The pReview Re-viewing Re-Living True Story of Kinky Boots:

(warning: This may make you go buy shoes.)

by Jeff Finck


Steve Pateman may not be a name that most people know.  Nor will most people know his company W.J. Brooks Ltd.  Allow me to educate your face!  In 1979, a young man called Steve Pateman began helping his father make shoes at their shoe-making firm in Earls Barton, England, near Northamptonshire.. A city well-known for its shoe-making. (Apparently, as many as one third of all men in the city were shoe-makers by 1831!)  Little did Steve know at the time, his shoe-making roots were going to make history not 20 years later.. All thanks to drag queens.

Little known fact: 20 years of hanging out with drag queens WILL make you fabulous.

W.J. Brooks Ltd. (est: 1889) would continue selling and exporting quality men's footwear until the great market flood of 1990, when cheap, godawful, imported shoes started gaining momentum.  Couple that with the British Pound increasing in value, thus losing a lot of their export trade, Steve and his company struggled against the odds.  It got so bad by 1997, Steve had to give in and start cutting staff, many of them friends, in order to make ends meet.  Even after cutbacks and redundancies in staff, W.J. Brooks was getting beaten up pretty badly in the shoe game.

Not unlike a certain shoe-magnet/former President.

But in 1998, a fetish shop in Folkestone, England came a-calling and they needed a ton of women's shoes in men's sizes, STAT!  Steve saw an opportunity with this nearly untouched market, and thus began the Kinky Boots Factory!  Actually.. BBC wouldn't dub W.J. Brooks' new footwear The Kinky Boots Factory until 1999 when they featured their Divine Footwear on an episode of their Trouble at the Top documentary series.  BBC really prides themselves on coming up with clever names for things.

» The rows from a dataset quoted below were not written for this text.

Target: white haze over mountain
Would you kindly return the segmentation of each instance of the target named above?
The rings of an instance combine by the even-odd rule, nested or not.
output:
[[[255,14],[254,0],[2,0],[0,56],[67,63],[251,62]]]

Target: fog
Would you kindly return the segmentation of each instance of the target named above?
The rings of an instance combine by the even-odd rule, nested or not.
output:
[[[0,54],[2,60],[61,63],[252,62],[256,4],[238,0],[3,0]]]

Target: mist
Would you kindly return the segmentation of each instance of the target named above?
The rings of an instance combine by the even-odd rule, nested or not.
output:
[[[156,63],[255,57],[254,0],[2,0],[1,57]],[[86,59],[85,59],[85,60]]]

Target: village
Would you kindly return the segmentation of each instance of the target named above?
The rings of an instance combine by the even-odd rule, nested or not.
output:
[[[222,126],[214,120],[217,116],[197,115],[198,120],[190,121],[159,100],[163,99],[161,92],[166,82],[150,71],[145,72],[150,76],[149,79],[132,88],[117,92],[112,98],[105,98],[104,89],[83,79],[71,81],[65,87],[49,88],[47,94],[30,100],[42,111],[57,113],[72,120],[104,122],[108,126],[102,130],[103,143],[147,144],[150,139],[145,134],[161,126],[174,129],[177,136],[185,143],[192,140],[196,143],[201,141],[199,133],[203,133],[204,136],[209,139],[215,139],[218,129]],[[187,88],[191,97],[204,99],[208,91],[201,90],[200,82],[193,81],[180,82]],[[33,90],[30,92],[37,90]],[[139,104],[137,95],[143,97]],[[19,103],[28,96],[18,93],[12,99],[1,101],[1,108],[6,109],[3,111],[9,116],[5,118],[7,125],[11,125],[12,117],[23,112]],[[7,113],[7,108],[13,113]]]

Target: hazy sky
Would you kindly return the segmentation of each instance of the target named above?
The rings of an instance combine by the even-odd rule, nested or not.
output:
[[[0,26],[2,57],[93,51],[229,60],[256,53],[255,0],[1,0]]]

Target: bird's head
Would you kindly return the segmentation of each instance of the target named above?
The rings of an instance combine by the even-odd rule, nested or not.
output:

CBeebies may have blown my mind.

After MacGuyvering metal struts into stiletto heels, specially made to handle the sheer magnitude of a man's superior weight (it's science.. look it up in the Geneva Convention..), Steve attached those heels to various designs he had for wider, bigger leather boots.  In order to send out a catalog, though, he needed a man to model the boots.  When no one else would volunteer, Steve became that man.  With a catalog completed, a BBC documentary spot in the bag, and an appearance at a Düsseldorf footwear show, W.J. Brooks' Divine Footwear line would turn out to be a wild success.. For a time.  At its absolute height, the line accounted for nearly 50% of the company's profits!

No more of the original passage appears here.